Joinville, a vila do senso comum - Parte II

POR CHARLES HENRIQUE VOOS

Em uma vila, a principal área de interação social é a pracinha central, ou, em casos mais extremos, a igreja da cidade. Tudo acontece apenas em um dia da semana, e o processo é engessado por uma dinâmica que não promove a troca, o diálogo, e a construção de diferenças. Só existe um local, um momento, e as mesmas pessoas. É ali que o senso comum é (re)produzido. Na nossa Joinville não é diferente: o senso comum é consolidado nos lugares em que cada grupo social se reúne. Não há lugares cosmopolitas na cidade, cada local é um reduto específico de guetos. Típico comportamento de vila em meio a mais de 520 mil habitantes.

Um dos grandes símbolos desta visão é a recreativa das empresas locais. O trabalhador (sem essa conversa fiada de "colaborador", por favor!) esgota-se durante a semana no trabalho, e no final da semana, momento oportuno para o seu momento de ócio criativo (no sentido mais "demasiano" possível), vai para a recreativa da empresa se divertir. Detalhe: o seu chefe é o churrasqueiro da festa, o seu subordinado o goleiro do time de futebol e o dono da empresa distribui patéticos brindes no bingo vespertino. Não há espaço para fluir o diferente, a crítica (como criticar o patrão, se ele tá ao meu lado?) muito menos a consciência de que a cidade não é formatada para o trabalho e que este não é o único responsável por uma qualidade de lazer inalcançável, caso estivesse desempregado. A empresa faz, com suas recreativas, o possível para o trabalhador acreditar que a sua função é ótima. De forma mais concreta, é uma manipulação para manutenção do comportamento preferido dos joinvilenses.
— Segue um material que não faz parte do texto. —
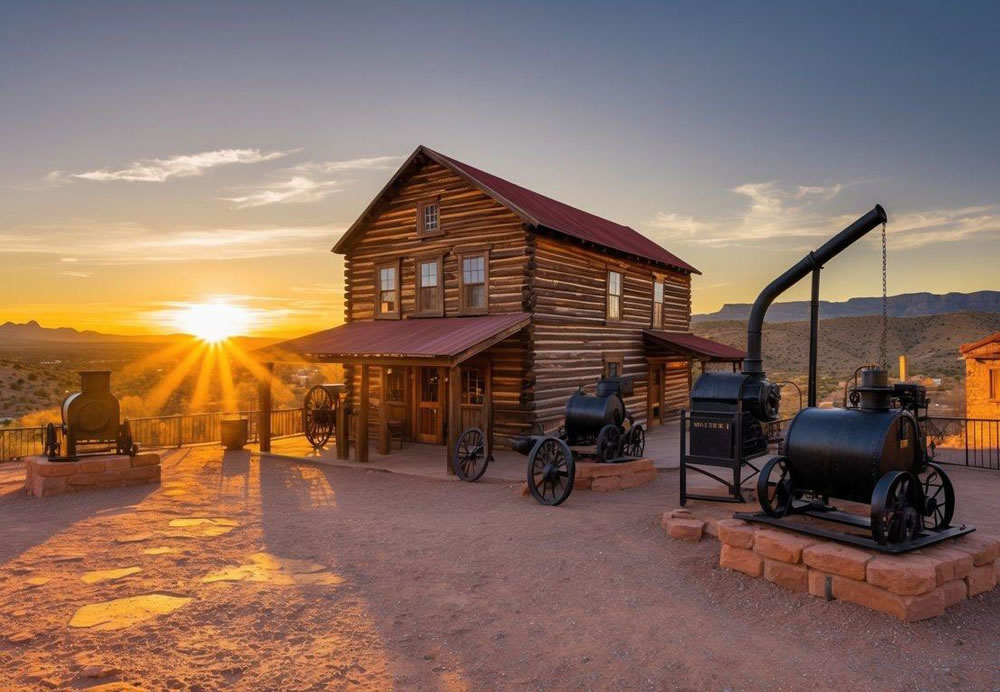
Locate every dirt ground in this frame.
[0,448,1000,690]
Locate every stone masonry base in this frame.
[662,509,1000,622]
[24,452,160,497]
[521,458,656,495]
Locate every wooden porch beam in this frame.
[257,363,274,452]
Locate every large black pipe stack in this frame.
[743,204,886,378]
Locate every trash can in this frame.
[222,418,249,450]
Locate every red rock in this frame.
[938,579,969,608]
[809,569,840,601]
[965,564,997,598]
[802,543,872,581]
[867,555,937,596]
[667,519,705,543]
[764,560,809,592]
[950,531,1000,567]
[753,529,816,563]
[716,519,756,550]
[588,476,622,493]
[719,544,764,577]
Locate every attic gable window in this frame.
[605,271,622,321]
[375,261,399,319]
[417,198,442,235]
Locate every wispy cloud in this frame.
[66,149,291,183]
[222,156,402,209]
[222,175,340,209]
[0,222,344,264]
[645,181,1000,250]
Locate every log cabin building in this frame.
[266,146,744,470]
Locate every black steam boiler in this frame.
[681,205,974,552]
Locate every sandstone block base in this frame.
[24,452,160,497]
[662,509,1000,622]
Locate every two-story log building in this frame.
[266,146,743,468]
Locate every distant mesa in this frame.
[691,291,1000,322]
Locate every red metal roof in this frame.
[423,147,701,274]
[643,329,747,361]
[333,145,701,274]
[261,312,531,360]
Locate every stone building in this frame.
[960,332,1000,419]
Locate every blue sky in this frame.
[0,2,1000,333]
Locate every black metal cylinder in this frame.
[785,408,923,504]
[565,392,625,444]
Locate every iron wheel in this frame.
[597,425,622,463]
[528,437,576,507]
[451,428,490,483]
[302,385,334,449]
[757,457,795,518]
[872,471,922,545]
[920,462,955,531]
[624,423,646,459]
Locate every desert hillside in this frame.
[694,313,1000,378]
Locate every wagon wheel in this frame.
[920,463,955,531]
[622,423,646,459]
[597,425,622,463]
[302,385,334,449]
[528,437,576,507]
[757,457,795,519]
[872,471,922,545]
[451,428,490,483]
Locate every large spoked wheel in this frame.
[872,471,923,545]
[622,424,646,459]
[528,437,576,507]
[451,428,490,483]
[757,457,795,518]
[597,425,622,462]
[920,463,955,531]
[302,385,336,449]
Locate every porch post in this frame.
[355,363,371,464]
[257,363,274,452]
[378,365,391,454]
[444,365,462,475]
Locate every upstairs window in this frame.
[652,281,663,329]
[416,257,444,315]
[375,262,399,318]
[417,199,441,235]
[606,271,622,320]
[459,253,489,313]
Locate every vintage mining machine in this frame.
[681,205,975,553]
[45,370,139,461]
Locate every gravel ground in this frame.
[0,448,1000,690]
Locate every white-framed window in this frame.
[459,253,487,312]
[606,270,622,320]
[652,280,663,328]
[375,262,399,317]
[416,257,444,315]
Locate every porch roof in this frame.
[643,329,747,363]
[259,312,531,365]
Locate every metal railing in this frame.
[0,408,302,461]
[924,416,1000,471]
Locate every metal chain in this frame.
[879,223,889,370]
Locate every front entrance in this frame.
[414,367,445,444]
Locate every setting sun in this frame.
[174,302,250,343]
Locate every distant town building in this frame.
[960,332,1000,418]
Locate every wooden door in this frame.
[414,367,444,444]
[648,363,664,427]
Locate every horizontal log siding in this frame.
[529,235,691,430]
[345,163,528,322]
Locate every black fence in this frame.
[0,408,302,461]
[924,417,1000,471]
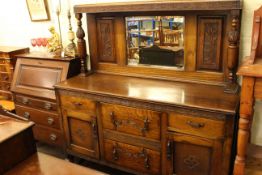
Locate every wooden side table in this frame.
[234,6,262,175]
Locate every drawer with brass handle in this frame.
[168,112,226,139]
[60,94,96,113]
[101,103,161,140]
[15,95,57,111]
[104,139,160,174]
[33,124,64,146]
[16,105,61,129]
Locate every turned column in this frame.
[234,76,255,175]
[224,11,240,93]
[75,13,87,75]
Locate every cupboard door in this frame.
[167,133,223,175]
[62,109,99,159]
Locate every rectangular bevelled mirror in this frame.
[125,16,185,69]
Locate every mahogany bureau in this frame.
[11,53,80,148]
[55,0,242,175]
[0,46,29,100]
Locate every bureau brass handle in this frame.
[24,112,30,119]
[4,76,9,81]
[44,103,52,110]
[73,102,83,107]
[47,117,54,125]
[186,121,205,128]
[22,98,29,105]
[49,134,57,141]
[112,146,119,161]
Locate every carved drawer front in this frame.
[33,125,64,147]
[15,105,61,129]
[60,94,96,113]
[254,78,262,100]
[168,113,225,138]
[15,95,57,111]
[0,72,12,82]
[104,139,160,174]
[101,104,161,140]
[62,108,99,159]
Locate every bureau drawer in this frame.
[15,95,57,111]
[33,125,64,147]
[60,95,96,113]
[15,105,61,129]
[168,113,226,138]
[101,103,161,140]
[0,72,12,82]
[104,139,160,174]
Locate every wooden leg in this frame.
[234,77,255,175]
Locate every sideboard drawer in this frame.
[16,105,61,129]
[15,95,57,111]
[168,113,226,138]
[101,103,161,140]
[60,94,96,113]
[104,139,160,174]
[33,125,64,147]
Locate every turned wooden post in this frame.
[234,76,255,175]
[75,13,87,75]
[225,11,240,93]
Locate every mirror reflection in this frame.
[126,16,185,69]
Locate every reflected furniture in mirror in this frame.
[234,6,262,175]
[55,0,241,175]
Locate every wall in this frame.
[0,0,262,145]
[240,0,262,145]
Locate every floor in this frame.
[37,143,262,175]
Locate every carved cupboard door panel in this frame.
[62,109,99,159]
[166,133,222,175]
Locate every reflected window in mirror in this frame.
[125,16,185,70]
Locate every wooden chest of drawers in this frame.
[55,73,239,175]
[0,46,29,100]
[12,53,80,148]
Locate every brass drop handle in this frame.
[47,117,54,125]
[109,111,118,129]
[22,98,29,105]
[91,117,97,138]
[144,155,150,169]
[24,112,30,119]
[141,118,149,135]
[49,134,57,141]
[44,103,52,110]
[73,102,83,107]
[186,121,205,128]
[112,146,119,161]
[4,75,9,81]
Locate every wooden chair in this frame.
[234,6,262,175]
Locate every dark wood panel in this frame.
[33,125,64,147]
[197,16,223,71]
[56,74,239,114]
[96,19,116,63]
[74,0,242,13]
[104,140,160,174]
[15,105,62,129]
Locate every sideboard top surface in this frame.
[55,73,239,114]
[74,0,242,13]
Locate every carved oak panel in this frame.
[197,17,223,71]
[97,19,116,62]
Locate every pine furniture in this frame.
[234,4,262,175]
[55,0,241,175]
[11,53,80,148]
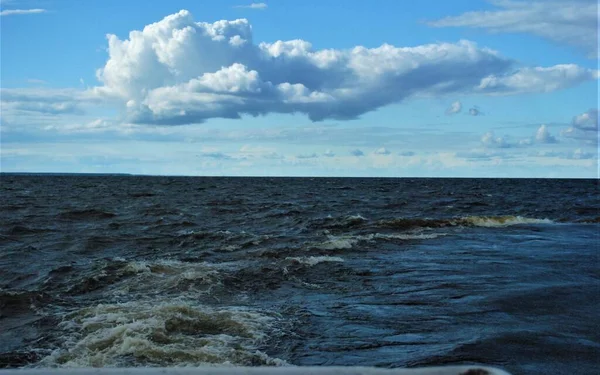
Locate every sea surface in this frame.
[0,174,600,374]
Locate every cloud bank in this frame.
[85,10,598,125]
[1,10,598,125]
[429,0,598,58]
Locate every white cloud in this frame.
[27,78,48,85]
[234,3,267,10]
[373,147,391,155]
[476,64,599,95]
[573,108,598,131]
[296,152,319,159]
[0,9,47,16]
[535,125,556,143]
[1,10,598,125]
[481,130,511,148]
[429,0,598,58]
[469,107,483,116]
[560,108,598,143]
[446,100,462,115]
[83,10,597,125]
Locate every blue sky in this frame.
[0,0,598,178]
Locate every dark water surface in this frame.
[0,174,600,374]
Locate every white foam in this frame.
[285,256,344,266]
[107,260,223,296]
[38,300,285,367]
[316,236,360,250]
[374,233,447,241]
[461,216,554,228]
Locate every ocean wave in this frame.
[36,300,286,367]
[378,215,554,229]
[314,232,447,250]
[310,214,369,229]
[43,258,224,296]
[285,255,344,266]
[315,236,362,250]
[58,209,117,220]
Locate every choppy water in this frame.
[0,175,600,374]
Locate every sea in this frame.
[0,174,600,374]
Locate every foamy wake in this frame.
[316,233,446,250]
[38,300,286,367]
[316,236,361,250]
[458,216,554,228]
[285,256,344,266]
[109,260,224,298]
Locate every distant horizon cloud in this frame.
[535,125,558,143]
[234,3,268,10]
[481,130,512,148]
[373,147,391,155]
[0,8,48,16]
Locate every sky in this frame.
[0,0,600,178]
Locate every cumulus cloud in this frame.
[446,100,462,115]
[573,108,598,131]
[469,107,483,116]
[234,3,267,10]
[27,78,48,85]
[373,147,391,155]
[429,0,598,58]
[535,125,556,143]
[82,10,597,125]
[296,152,319,159]
[0,8,47,16]
[476,64,599,95]
[481,130,511,148]
[560,108,598,143]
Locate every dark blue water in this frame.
[0,174,600,374]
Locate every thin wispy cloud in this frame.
[428,0,598,58]
[469,107,483,116]
[27,78,48,85]
[446,100,462,115]
[234,3,267,10]
[0,8,47,16]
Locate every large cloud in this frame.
[429,0,598,58]
[86,10,597,125]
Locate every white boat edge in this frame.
[0,365,510,375]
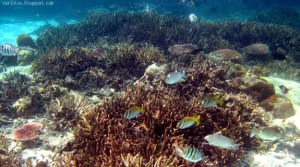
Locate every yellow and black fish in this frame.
[202,97,224,108]
[176,115,200,129]
[124,106,144,120]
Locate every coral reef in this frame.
[33,43,165,90]
[0,71,31,116]
[37,13,300,62]
[60,59,265,166]
[0,134,22,167]
[17,34,36,48]
[47,91,90,131]
[250,7,300,28]
[13,122,43,141]
[229,75,275,102]
[17,49,37,65]
[259,94,296,119]
[208,49,242,61]
[242,43,270,61]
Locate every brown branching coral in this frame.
[102,43,165,76]
[38,13,300,62]
[0,71,31,115]
[47,92,90,130]
[0,134,22,167]
[33,47,97,78]
[68,71,262,166]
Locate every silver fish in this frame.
[174,144,203,162]
[204,133,240,150]
[165,71,186,85]
[0,44,18,56]
[250,126,282,141]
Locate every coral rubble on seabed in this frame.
[264,77,300,130]
[0,13,300,167]
[246,77,300,167]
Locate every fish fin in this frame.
[250,126,258,137]
[232,144,240,151]
[214,131,222,135]
[194,115,200,125]
[217,97,224,106]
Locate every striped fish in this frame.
[174,144,203,162]
[202,97,224,108]
[176,115,200,129]
[124,107,144,120]
[0,44,18,56]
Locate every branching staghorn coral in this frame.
[47,91,90,131]
[0,134,21,167]
[37,13,300,62]
[67,72,263,166]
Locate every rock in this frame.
[259,94,296,119]
[208,49,242,60]
[240,75,275,102]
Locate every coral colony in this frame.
[0,12,300,167]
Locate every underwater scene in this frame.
[0,0,300,167]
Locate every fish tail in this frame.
[250,126,257,137]
[194,115,200,125]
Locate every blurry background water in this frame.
[0,0,300,23]
[0,0,300,166]
[0,0,300,44]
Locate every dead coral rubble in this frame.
[63,63,263,166]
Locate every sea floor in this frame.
[0,18,300,167]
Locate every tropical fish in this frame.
[165,71,186,85]
[202,96,224,108]
[204,133,240,150]
[0,44,18,56]
[189,13,198,23]
[174,144,203,162]
[250,126,282,141]
[176,115,200,129]
[279,85,289,94]
[124,106,144,119]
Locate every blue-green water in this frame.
[0,0,300,167]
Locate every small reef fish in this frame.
[279,85,289,94]
[250,126,282,141]
[165,71,186,85]
[202,97,224,108]
[204,133,240,150]
[124,107,144,120]
[176,115,200,129]
[0,44,18,56]
[174,144,203,162]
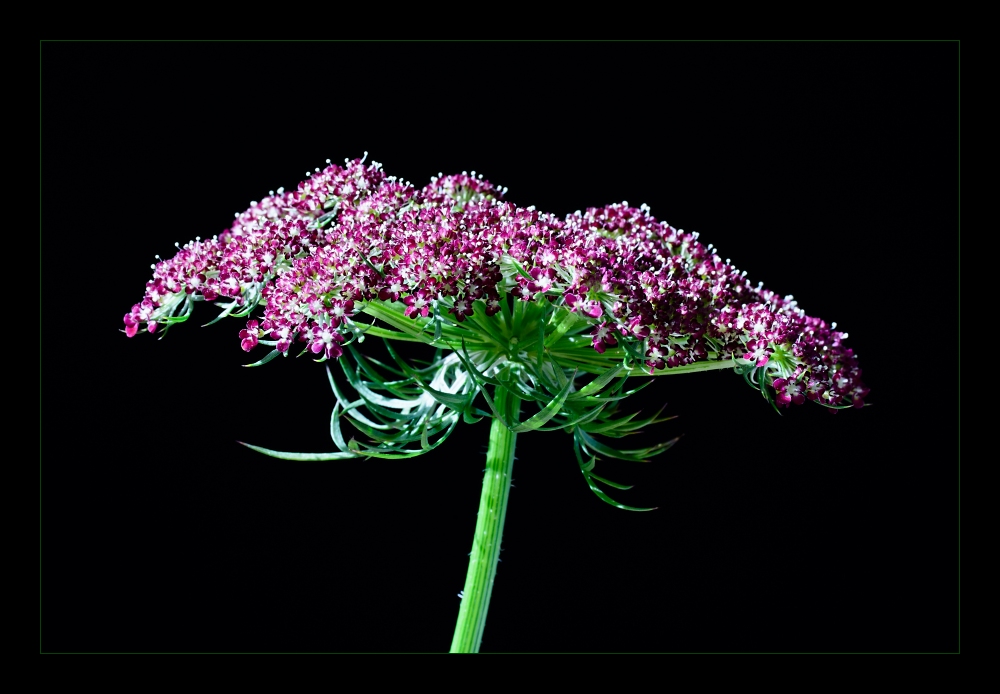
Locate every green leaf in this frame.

A partir da década de 1980 a cidade se transformou e a abertura econômica ao consumo criou espaços até então típicos de países "desenvolvidos": os shoppings centers. Seja com o Americanas, Mueller, Cidade das Flores, Center Leste (alguém lembra?) e o Garten, todos são produtos de um comportamento que, ao longo dos anos, manteve a - e pediu pela - formatação de espaços segregados e distantes da "realidade das ruas", reduto principal das extremas diferenciações sociais. Resumindo, o shopping center se tornou o local perfeito para alienação referente ao que acontece "lá fora", e é óbvio que seria um templo majestoso para a maioria de nós, joinvilenses. Um espaço que orienta o que você vai consumir, vai comer, e vai ter de lazer (nem que seja só ficar dando voltas pelos corredores) é, conseqüentemente, um espaço que excluirá a possibilidade de trocas.

Os joinvilenses adoram ver vitrine, rodar os estacionamentos lotados, almoçar, lotar salas dos cinemas com filmes de baixa qualidade em cartaz, e "verem e serem vistos" com os últimos lançamentos da moda. De tão iguais, eles se tornam invisíveis enquanto indivíduos e representam uma única massa, enorme, sem cor, e maleável de acordo com as novas representações desta coletividade que não pensa e constrói cativeiros sociais a serviço do pensamento acrítico. É a partir daí que o tipico joinvilense não aceita quem pensa diferente de si.

A pior tragédia neste sentido acontece de forma silenciosa: a cidade perde, aceleradamente, o seu papel de transformação, de diálogo e de trocas. Se fomos historicamente acostumados a não evidenciar isto, a cidade (ou seja: as ruas, as praças, os parques, etc.) é o último local em que precisaremos estar. Aliás, só o nosso carro precisa. A cidade não é mais vista como espaço de "construção" para se tornar um mero espaço de "passagem". O espaço coletivo, em Joinville, não existe (talvez nunca tenha existido): ele deu lugar às pracinhas e igrejas da vila do século XXI. Só faltou uma faixa, dando as boas-vindas: "1ª sensocomumfest, nos bares da Via Gastronômica e shows na calçada do Batalhão".